Le film de Fukada propose un jeu similaire sur l'arrière-plan de l'image, avec un effet d'attente relatif aux entrées des intrus. La mise en scène fait sans cesse revivre le cadre persistant d'un rez-de-chaussée qui, tandis qu'il est à moitié ouvert sur le dehors, forme un microcosme exclusif. La comparaison avec l'oncle Tora est en cela révélatrice des tensions entre l'intérieur et l'extérieur. La tragédie du célèbre personnage se lie à sa condition de vagabond nomade, qui accumule les échecs professionnels ou amoureux et finit par toujours revenir dans le logis familial. Pour autant, Tora peine à trouver sa place car il fait toujours partie de l'extérieur, ce monde que ne connaissent pas ses parents ou sa sœur. Hospitalité brasse des thèmes similaires, entre la condition des réfugiés, et le statut de déraciné de Kagawa, mais aussi, à travers ses personnages vivant dans l'imprimerie, la peur de ne pas être intégré, même au sein de sa propre famille.

 

 

1. Le cinéaste a par ailleurs écrit un essai sur Ozu en 2019 : « Yasujirô Ozu et la solitude au sein de la famille » (小津安二郎と家族の孤影).

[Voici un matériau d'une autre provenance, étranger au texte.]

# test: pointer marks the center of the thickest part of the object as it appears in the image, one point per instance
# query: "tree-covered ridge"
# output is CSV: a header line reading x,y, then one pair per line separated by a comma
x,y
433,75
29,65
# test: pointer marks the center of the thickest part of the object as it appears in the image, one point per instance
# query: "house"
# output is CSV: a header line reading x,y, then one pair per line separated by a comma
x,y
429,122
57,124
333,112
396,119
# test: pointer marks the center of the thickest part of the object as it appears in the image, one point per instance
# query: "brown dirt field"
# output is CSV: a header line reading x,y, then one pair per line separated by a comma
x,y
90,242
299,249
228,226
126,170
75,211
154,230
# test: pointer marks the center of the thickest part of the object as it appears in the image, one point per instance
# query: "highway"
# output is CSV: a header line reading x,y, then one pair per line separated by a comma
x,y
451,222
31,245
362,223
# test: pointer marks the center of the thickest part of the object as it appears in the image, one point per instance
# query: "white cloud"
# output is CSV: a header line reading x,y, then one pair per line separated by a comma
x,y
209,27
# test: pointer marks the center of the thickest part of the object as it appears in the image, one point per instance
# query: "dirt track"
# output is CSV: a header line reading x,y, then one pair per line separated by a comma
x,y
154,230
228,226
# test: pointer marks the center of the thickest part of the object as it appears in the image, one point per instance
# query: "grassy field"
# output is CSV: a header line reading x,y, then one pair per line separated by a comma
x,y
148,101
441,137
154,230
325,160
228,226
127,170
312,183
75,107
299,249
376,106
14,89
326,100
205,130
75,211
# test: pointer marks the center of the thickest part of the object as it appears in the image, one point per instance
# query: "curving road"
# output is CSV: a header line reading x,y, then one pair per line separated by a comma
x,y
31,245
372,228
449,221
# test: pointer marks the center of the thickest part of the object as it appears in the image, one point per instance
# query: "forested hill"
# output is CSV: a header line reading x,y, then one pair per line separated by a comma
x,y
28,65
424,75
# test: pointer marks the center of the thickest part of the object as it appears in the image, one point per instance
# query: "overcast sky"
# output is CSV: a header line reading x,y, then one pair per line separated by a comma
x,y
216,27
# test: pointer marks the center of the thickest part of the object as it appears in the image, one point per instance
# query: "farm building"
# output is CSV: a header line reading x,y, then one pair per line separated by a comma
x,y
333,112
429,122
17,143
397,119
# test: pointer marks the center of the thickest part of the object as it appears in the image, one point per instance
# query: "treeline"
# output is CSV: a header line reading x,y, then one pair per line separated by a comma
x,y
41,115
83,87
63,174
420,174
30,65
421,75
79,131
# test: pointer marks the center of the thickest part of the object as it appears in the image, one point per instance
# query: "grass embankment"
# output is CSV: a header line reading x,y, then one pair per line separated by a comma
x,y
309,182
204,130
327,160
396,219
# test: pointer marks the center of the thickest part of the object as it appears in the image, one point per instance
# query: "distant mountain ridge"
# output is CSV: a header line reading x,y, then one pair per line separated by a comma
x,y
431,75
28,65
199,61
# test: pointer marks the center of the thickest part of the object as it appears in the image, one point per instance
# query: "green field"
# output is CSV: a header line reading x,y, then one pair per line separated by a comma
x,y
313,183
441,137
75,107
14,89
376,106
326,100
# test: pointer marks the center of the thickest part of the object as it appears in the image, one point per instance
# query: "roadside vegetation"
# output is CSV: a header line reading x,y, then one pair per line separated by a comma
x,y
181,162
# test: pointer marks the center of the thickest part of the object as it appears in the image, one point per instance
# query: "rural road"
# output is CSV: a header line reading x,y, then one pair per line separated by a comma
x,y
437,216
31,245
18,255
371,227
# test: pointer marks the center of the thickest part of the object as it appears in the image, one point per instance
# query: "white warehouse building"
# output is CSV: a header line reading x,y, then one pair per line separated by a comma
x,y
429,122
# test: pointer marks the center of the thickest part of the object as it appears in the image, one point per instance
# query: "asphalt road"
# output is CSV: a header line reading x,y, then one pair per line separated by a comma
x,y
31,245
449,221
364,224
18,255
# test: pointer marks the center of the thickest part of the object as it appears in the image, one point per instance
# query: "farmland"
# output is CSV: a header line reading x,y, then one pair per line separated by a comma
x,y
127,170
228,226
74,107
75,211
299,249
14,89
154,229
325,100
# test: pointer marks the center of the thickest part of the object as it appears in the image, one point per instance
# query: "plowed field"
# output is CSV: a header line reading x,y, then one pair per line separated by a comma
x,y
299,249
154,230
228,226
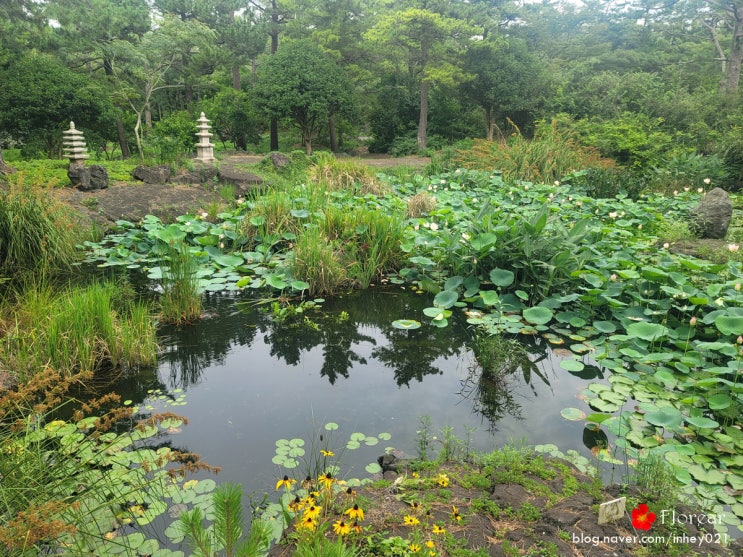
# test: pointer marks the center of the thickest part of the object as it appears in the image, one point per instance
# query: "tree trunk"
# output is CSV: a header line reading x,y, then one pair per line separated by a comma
x,y
236,77
274,125
125,153
4,168
333,134
423,120
490,124
735,60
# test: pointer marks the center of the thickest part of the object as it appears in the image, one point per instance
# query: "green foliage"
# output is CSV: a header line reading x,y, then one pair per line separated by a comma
x,y
553,153
172,139
39,98
37,234
105,485
302,84
180,302
633,140
94,328
224,535
234,117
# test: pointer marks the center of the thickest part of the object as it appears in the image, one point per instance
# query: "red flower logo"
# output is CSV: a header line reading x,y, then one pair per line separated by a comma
x,y
642,518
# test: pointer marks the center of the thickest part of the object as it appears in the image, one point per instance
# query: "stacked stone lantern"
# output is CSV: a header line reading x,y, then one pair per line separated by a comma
x,y
83,177
74,145
204,148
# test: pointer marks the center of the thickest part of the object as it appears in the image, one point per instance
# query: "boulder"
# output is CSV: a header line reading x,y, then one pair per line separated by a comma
x,y
710,218
98,177
152,174
79,175
201,174
279,159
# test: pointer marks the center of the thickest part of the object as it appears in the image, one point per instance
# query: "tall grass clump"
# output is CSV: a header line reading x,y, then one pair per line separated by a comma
x,y
552,154
345,174
319,262
86,328
37,233
180,302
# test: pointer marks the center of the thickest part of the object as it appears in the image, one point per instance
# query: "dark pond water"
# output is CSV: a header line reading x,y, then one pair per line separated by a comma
x,y
250,379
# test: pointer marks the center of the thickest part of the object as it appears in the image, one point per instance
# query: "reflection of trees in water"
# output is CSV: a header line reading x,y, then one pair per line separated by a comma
x,y
340,336
189,350
490,381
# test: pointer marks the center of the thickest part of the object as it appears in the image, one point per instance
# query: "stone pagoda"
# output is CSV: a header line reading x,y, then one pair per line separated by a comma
x,y
73,145
204,148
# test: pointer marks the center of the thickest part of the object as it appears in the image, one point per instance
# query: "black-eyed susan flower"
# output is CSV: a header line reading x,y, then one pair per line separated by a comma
x,y
326,479
438,529
341,528
295,505
308,523
355,513
286,482
313,511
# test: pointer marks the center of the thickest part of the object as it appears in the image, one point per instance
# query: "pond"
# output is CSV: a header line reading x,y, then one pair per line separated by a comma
x,y
246,376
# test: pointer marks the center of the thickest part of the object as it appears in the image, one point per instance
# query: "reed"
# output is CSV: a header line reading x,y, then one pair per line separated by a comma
x,y
180,302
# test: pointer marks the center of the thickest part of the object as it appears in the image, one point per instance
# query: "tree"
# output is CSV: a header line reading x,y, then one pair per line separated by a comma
x,y
507,80
302,83
40,97
150,66
429,42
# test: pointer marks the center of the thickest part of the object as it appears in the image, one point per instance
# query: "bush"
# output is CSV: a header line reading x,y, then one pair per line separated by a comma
x,y
172,139
554,152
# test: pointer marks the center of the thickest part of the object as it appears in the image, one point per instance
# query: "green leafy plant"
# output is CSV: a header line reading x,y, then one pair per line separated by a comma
x,y
225,535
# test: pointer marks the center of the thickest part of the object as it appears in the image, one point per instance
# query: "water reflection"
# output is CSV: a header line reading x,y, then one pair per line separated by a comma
x,y
252,377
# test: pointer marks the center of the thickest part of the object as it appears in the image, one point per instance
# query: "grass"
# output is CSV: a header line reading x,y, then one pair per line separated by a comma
x,y
84,328
38,235
180,302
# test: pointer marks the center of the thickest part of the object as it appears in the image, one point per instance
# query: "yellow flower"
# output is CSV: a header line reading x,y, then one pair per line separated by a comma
x,y
286,482
312,511
355,512
308,523
341,528
326,480
296,504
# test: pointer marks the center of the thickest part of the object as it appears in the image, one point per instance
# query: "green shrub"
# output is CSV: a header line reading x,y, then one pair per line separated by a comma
x,y
553,153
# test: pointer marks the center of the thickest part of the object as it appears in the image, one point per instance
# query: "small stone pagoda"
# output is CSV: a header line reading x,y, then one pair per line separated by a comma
x,y
84,178
204,148
73,145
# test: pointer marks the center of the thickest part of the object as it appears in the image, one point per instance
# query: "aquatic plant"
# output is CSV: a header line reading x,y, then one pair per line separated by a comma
x,y
82,483
37,233
85,328
180,301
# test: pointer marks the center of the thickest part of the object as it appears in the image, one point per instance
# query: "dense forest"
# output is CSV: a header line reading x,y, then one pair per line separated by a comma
x,y
643,81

2. Selon les propos de Fukada durant la 23ème édition du festival International de Tôkyô, un film avec les Marx Brothers, Une Nuit à l'opéra (A Night At the Opera, Sam Wood, 1935) fut l'une des principales sources d'inspiration pour Hospitalité. Un autre détail comique du film réside dans l'apparition soudaine de Fukada avant l'arrivée du flux d'étrangers dans la maison ; on peut y retrouver l'humour noir propre aux célèbres cameo d'Alfred Hitchcock...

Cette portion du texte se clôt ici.